In realtà la lotta era guidata da motivazioni strategiche, legate alla tenuta dell’allora ultraquarantennale regime della famiglia Assad, considerato alleato prezioso per il Cremlino non solo in Medio Oriente ma anche nel Mediterraneo già in epoca sovietica, con la firma nel 1980 del trattato d’assistenza militare tra URSS e Siria. Dopo il crollo dell’Unione Sovietica per quasi un quindicennio la presenza russa in Siria fu alquanto sporadica, per poi vedere i rapporti rinnovarsi dalla fine degli anni Duemila, dopo la guerra in Georgia: il governo di Damasco sostenne Mosca nel conflitto e riconobbe poi successivamente, nel 2018, l’indipendenza di Abkhazia e Ossezia del sud, seguendo la Russia e pochi altri paesi, un segnale di vicinanza a un partner sempre più presente con propri consiglieri militari e personale tecnico nelle basi presenti a Tartus (sede già della Squadriglia navale sovietica del Mediterraneo) e a Hmeimim, quest’ultima costruita nel corso del 2015 direttamente dal Ministero russo della Difesa.
L’intervento di Mosca nella guerra civile siriana, scatenatasi in seguito alle Primavere arabe e alla ribellione contro il regime, avviene attraverso l’impiego degli effettivi regolari dell’esercito russo e di una nuova formazione, il cui esordio era avvenuto nel sud-est dell’Ucraina, la compagnia militare privata Wagner, tra le milizie e le forze protagoniste nell’immaginario collettivo del sanguinoso conflitto, dove armate di irregolari si contrapponevano a truppe, militanti provenienti da vari paesi del mondo si arruolavano nelle fila dell’ISIS o dell’YPG, in un massacro per procura senza alcuna pietà per i civili.
Per il Cremlino, però, immediatamente emergono motivazioni interne, dovute al flusso di cittadini russi provenienti dalla repubbliche del Caucaso settentrionali e di immigrati dall’Asia centrale radicalizzatisi su posizioni islamiste radicali e approdati in Siria per partecipare alla jihad terrorista.
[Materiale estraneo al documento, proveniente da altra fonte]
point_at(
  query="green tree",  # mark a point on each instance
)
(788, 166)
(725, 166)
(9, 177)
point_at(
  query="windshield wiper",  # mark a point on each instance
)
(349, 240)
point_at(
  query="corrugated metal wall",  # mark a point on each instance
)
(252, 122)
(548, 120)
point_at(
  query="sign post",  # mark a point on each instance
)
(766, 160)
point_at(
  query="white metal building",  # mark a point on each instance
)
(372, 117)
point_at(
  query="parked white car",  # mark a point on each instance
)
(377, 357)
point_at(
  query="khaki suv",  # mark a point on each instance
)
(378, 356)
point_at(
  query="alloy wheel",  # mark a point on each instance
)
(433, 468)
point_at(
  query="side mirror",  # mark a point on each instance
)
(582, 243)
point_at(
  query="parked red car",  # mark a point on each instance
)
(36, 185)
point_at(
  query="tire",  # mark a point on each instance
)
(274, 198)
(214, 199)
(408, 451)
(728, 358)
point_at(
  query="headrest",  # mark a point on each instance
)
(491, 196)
Un’ondata iniziata anche prima dell’intervento diretto (e dichiarato) russo, a cui hanno fatto seguito anche donne e intere famiglie giunte nei territori controllati dallo Stato Islamico, spesso attratte dall’utopia distopica del vivere secondo i precetti fondamentalisti. Zhenya Berkovich, drammaturga russa, ha raccontato la tragedia delle donne andate per amore in Siria nel suo Finist jasnyj sokol,(Finist, il chiaro falco), spettacolo prima premiato con la prestigiosa Maschera d’Oro e poi diventato capo d’accusa per una condanna a sei anni di galera per esaltazione del terrorismo, sorte condivisa con la sceneggiatrice Svetlana Petriichuk.
Il disimpegno russo in Siria, 2017-2024
La pandemia da Covid e la crescente attenzione verso l’Ucraina, sfociata nell’aggressione militare ancora oggi in corso, hanno derubricato la Siria nell’agenda globale di Vladimir Putin. La situazione sembrava essersi stabilizzata in un condominio tra le forze sul campo, con il regime di Bashar al-Assad sopravvissuto grazie all’intervento di Russia e Iran, una parte delle milizie armate d’opposizione sostenute da Turchia, Qatar e Emirati Arabi, e la presenza statunitense nella zona orientale del paese.
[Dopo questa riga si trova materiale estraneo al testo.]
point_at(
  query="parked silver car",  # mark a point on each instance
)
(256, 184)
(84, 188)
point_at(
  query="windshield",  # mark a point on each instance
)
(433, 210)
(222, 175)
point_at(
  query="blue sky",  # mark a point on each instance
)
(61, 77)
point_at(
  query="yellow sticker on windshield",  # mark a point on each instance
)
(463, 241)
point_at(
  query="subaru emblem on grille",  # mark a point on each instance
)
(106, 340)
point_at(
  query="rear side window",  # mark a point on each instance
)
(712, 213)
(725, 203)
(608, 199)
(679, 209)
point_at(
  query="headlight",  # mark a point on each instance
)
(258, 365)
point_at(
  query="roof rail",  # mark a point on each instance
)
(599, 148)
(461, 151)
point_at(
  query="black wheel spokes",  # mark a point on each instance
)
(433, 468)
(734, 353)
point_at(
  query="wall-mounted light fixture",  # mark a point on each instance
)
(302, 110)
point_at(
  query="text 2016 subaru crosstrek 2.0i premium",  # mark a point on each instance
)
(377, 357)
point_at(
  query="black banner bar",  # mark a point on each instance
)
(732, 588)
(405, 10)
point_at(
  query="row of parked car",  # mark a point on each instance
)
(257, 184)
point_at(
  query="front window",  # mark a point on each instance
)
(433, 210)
Di fatto già dal 2017, quando il presidente russo si recò in visita ufficiale in Siria dichiarando la missione conclusa, si era andata formalizzandosi una divisione del paese, accettata più o meno dalle varie potenze straniere interessate ai destini della regione. Ma la guerra in Ucraina ha rivelato come la coperta di Mosca sia corta: l’impiego crescente di uomini e mezzi per la conquista dei territori ucraini è stato reso possibile dal disimpegno russo in altri teatri; una difficoltà dovuta anche alla liquidazione della Wagner, avvenuta dopo il tentato colpo di mano della compagnia mercenaria diretta dall’imprenditore Evgeny Prigozhin, e all’assenza di alternative da poter dislocare nel paese. L’escalation israeliana contro l’Iran e Hezbollah, con la conseguente invasione del Libano meridionale, ha privato il regime di Assad del sostegno delle formazioni sciite, e l’esercito regolare si è rivelato inadeguato a fronteggiare la ripresa delle ostilità, dileguandosi davanti all’offensiva delle formazioni armate.
L’avanzata repentina dell’opposizione siriana e il crollo del sistema hanno colto di sorpresa tutti gli attori internazionali coinvolti: a testimonianza di ciò vi è il tentativo di mediazione esercitato dal gruppo di Astana, che ha coinvolto sin dal 2018 Turchia, Russia, Iran come garanti con in più le monarchie del Golfo Persico, rappresentanti del regime siriano e dei ribelli, soltanto un giorno prima della caduta di Damasco. La confusione delle ore seguite all’entrata nella capitale delle forze dell’opposizione si è estesa anche sulla sorte dei militari russi presenti nel paese, seppur in numero assai ridotto rispetto al 2017: i timori di possibili scontri per il controllo delle basi di Taurus e Hmeimim si sono poi rivelati – almeno fino ad oggi – infondati, alla luce anche delle trattative in campo tra Mosca e le nuove autorità.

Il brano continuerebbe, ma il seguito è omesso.